Any indication of daily rates for the above? Would these rates build in vacation leave and include payment for bank holidays or for just the days worked? Any good sources for that info out there on-line?


----------



## darag (26 Jan 2007)

No quoted contractor rates "build in vacation leave" or "include payment for bank holidays".  You get paid only for the days you work.  Multiply the daily rate by 210 or 220 (depending on how much holidays you expect to take) to get an equivalent salary.  

Often contractors are reluctant enough to disclose the rate they are on so it may be difficult to find out the information you are looking for.  Contractor rates are not great in Ireland in general but outside of Dublin, I think Galway might be one of the better places.  

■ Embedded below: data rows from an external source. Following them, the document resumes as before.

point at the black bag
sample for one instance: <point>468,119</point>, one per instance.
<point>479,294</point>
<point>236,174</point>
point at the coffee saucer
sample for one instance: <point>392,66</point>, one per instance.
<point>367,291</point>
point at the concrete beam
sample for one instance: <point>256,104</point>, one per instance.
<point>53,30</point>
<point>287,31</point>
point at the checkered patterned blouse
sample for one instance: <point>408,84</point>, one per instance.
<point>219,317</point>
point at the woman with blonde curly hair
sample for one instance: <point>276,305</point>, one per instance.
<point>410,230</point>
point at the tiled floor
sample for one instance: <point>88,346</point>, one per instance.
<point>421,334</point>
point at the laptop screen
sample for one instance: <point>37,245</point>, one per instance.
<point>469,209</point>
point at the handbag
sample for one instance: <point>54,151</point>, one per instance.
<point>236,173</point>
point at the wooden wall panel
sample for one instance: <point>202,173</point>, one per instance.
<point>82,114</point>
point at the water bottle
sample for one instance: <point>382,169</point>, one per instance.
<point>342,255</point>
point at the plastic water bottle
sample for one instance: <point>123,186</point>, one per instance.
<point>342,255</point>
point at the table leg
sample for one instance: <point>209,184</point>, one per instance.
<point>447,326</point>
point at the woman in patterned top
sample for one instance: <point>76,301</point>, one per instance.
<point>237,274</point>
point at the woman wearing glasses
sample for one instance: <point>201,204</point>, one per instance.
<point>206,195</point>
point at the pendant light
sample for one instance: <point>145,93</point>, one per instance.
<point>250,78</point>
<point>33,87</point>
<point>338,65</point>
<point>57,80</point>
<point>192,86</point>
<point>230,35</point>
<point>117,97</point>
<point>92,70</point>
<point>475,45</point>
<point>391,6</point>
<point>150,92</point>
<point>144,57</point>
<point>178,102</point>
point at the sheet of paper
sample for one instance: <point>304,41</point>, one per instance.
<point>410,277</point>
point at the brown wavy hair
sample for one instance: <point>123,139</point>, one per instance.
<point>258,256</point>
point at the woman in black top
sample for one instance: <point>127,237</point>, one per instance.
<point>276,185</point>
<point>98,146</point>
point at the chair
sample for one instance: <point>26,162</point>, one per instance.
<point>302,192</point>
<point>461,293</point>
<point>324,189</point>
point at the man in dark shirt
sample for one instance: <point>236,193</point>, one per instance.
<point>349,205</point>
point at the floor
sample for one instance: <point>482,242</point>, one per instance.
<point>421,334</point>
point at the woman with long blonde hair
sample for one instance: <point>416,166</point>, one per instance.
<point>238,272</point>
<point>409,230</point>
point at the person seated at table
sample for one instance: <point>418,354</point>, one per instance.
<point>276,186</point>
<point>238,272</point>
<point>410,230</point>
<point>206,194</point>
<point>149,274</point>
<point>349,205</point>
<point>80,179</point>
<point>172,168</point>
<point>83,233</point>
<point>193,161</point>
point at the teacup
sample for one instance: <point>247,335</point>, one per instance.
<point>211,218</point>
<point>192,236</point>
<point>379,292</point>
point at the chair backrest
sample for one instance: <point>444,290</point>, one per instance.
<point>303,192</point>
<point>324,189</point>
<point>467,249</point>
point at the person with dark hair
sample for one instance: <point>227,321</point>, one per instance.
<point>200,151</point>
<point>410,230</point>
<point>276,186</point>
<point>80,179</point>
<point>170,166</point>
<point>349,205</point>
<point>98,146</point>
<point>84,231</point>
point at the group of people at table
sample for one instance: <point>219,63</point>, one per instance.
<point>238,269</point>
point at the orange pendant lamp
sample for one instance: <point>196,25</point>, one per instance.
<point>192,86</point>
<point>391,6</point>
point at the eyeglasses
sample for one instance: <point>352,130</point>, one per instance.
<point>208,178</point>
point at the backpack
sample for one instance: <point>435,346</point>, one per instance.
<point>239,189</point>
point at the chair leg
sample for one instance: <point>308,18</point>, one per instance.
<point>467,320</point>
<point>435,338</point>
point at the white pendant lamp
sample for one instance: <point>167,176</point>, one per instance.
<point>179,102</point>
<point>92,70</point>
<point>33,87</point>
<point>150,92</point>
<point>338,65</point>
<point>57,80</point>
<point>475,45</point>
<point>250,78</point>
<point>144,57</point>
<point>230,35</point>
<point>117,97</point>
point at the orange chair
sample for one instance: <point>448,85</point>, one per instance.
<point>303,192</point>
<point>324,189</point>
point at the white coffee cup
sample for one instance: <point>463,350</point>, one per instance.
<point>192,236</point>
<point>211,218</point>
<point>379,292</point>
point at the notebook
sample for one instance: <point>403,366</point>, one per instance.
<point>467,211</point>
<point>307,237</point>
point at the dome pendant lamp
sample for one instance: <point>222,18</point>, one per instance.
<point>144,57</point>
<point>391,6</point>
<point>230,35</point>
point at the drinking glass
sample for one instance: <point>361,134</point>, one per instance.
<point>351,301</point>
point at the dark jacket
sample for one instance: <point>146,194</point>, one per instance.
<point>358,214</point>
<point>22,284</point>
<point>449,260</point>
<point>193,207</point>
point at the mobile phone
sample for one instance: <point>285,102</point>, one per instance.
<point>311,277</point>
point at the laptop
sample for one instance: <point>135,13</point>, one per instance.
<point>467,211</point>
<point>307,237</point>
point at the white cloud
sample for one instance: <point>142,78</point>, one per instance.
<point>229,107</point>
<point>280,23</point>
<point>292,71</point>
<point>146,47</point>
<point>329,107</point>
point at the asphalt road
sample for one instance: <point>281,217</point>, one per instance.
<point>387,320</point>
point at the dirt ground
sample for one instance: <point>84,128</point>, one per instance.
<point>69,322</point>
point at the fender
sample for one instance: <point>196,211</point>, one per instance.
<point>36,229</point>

I don't think contracting is particularly attractive in Ireland.  It's not like in some other countries where contractors are often the cream of developers and so command quite high daily rates.  There are plenty of inexperienced  and/or weakish  developers contracting which means rates start off quite low but typical rates for those with 6+ years would be in the 250-400 euro/day range.  Even at the top of the range, it equates to little over 80k a year which is probably near enough what you'd command as a non-contractor and you wouldn't have all the hassles of keeping books and paying accountants etc.


----------



## DirtyH2O (26 Jan 2007)

The rule of thumb I've heard is to use nine or ten months of daily to calculate the salary equivalent. It's not just the holidays you take but also public holidays and company days not to mention gaps between contracts and illness. 200 billable days per annum would be as high as you should realistically expect on average with any extra being a bonus. Don't forget to include 8-10% in lost employer pension contributions and VHI, PAYE allowance, travel scheme if used etc.


----------



## runner (26 Jan 2007)

These are 'rule of thumb' figures I cam across recently from some job agency calculations.
Say permanent salary level 60K.
Add 33% 'uncertainty factor' brings your annual to around 80K.
Divide by actual possibe working  days  typically  230 pa.
This computes as around 350 euro per day.

(the agency will then add on 15/20% themselves if supplying such  contractor).

Days computation of 230  = 365- holidays 14/20 - sick days 5/10 -104 weekend days approx.

.. for what its worth, hope it helps..

R


----------



## MugsGame (3 Feb 2007)

Don't forget our 9 public holidays (plus Good Friday  if you get it). Many employers also give more than the 20 day statutory leave entitlement. My pessimistic rule of thumb is 200 working days in a year, which is also an easy figure to do mental calculations with, and perhaps allows for some of the time a contractor will spend on overhead activities (dealing with tax and keeping books, etc.).


----------



## mountainyman (8 Feb 2007)

C/C++ coding in Galway should pay Euro 280 per day.

MM


----------



## MugsGame (8 Feb 2007)

Mind if I ask what you base this on? Would it not vary somewhat based on experience and any relevant domain knowledge (e.g. financial services.) ?


----------



## sinbadfury (22 Feb 2007)

darag said:


> I don't think contracting is particularly attractive in Ireland.  It's not like in some other countries where contractors are often the cream of developers and so command quite high daily rates.  There are plenty of inexperienced  and/or weakish  developers contracting which means rates start off quite low but typical rates for those with 6+ years would be in the 250-400 euro/day range.



I think the rate issue isnt helped by the enormous rates the agencies take and also I think being contractor here in Ireland especially in regard to IT means 'temp' to most companies and agencies market you as such.

Many contractors are specialists, and there are not a huge amount of 'weak' developers in the contract market I think, we're just seen as people who want to earn more for doing less, which is grossly unfair.

But in regard to rates for C/C++ etc, yes you would be lucky to get above what the above posters have suggested I guess


----------



## cerberos (18 Jan 2009)

Runner,

Does permanent salary €60k mean package - salary + emp pension contrs + health ins + call also (if any)

C


----------



## runner (18 Jan 2009)

Cerberos, my understanding was salary only. Other items not included.


----------



## cerberos (18 Jan 2009)

thx Runner,


----------